Description
Short description: Copying mutable.HashSet (adding all elements of a mutable.HashSet to an empty mutable.HashSet) is very slow.
Cause: Excessive collisions results from the characteristic of the FlatHashTable#index method and lack of the sizeHint method.
Possible fix: Modify FlatHashTable#index method and/or implement sizeHint method.
Detailed Description:
Running attached benchmark script, copying mutable.HashSet is 100x slower than java.util.HashSet.
This only occurs when adding all elements of a mutable.HashSet to an empty HashSet.
If we sort the values before adding to a HashSet, it runs fast.
After careful inspection, I found that:
- HashSet is implemented using FlatHashTable, an open addressing hash table with linear probing.
- HashSet nor FlatHashTable implements sizeHint, so that the hash table grows as elements are added.
- FlatHashTable#index, the method computing the slot index, uses the upper bits of improved hash code.
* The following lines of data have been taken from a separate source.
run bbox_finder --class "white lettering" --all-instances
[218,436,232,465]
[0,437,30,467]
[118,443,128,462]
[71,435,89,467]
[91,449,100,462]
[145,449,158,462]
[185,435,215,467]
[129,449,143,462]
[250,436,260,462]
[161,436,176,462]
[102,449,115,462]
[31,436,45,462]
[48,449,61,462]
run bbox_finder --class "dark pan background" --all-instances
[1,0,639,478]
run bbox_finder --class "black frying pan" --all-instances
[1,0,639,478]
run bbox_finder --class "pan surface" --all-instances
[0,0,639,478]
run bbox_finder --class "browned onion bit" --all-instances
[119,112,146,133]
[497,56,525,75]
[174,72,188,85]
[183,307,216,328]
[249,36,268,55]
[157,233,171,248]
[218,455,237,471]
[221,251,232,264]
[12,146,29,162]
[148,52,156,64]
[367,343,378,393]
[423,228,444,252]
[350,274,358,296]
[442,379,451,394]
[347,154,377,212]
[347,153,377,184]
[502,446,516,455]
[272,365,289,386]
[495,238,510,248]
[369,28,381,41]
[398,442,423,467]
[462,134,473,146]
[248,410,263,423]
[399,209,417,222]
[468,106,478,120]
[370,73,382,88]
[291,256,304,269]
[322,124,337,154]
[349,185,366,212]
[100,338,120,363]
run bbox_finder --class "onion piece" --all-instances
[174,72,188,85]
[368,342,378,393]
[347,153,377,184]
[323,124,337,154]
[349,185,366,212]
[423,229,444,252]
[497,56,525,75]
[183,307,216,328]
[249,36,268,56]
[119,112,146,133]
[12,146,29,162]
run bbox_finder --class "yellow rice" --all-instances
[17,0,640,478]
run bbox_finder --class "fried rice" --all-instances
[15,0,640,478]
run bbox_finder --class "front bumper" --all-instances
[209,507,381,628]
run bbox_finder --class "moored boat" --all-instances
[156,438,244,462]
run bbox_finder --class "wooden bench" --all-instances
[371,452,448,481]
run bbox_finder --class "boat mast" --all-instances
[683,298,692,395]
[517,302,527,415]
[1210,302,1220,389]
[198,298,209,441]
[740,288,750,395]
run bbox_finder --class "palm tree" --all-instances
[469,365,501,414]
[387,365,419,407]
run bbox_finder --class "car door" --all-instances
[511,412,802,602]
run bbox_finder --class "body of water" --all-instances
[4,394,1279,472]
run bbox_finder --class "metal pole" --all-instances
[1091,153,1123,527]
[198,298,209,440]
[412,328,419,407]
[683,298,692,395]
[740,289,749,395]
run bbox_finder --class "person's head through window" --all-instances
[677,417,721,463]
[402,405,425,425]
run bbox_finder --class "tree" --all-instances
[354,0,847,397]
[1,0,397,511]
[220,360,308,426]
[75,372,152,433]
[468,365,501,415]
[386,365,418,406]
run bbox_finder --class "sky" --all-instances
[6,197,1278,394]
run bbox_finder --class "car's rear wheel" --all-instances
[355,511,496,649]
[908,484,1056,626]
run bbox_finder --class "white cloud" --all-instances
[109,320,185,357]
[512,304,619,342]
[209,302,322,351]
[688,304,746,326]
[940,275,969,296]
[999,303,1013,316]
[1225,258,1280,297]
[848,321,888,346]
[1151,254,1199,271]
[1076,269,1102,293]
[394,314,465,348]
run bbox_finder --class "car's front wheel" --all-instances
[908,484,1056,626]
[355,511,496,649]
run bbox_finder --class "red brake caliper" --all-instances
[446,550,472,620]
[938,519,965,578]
- The smaller hash table, the fewer bits are used.
- The foreach method enumerates the elements in FlatHashTable#index order.
- Consequently, the higher bits of improved hash codes of successive elements are almost same.
- This results in higher collision rate until the table grow up enough.
The FlatHashTable#index method is modified at 2.9.x.
At 2.8.x, it uses the lower bits of improved hash code, so that the problem does not occurred.
A possible fix is to use the lower bits of improved hash code, but I am not sure about other impacts on characteristics of the method.
Another possible fix is to implement sizeHint method and call it from ++= and other methods.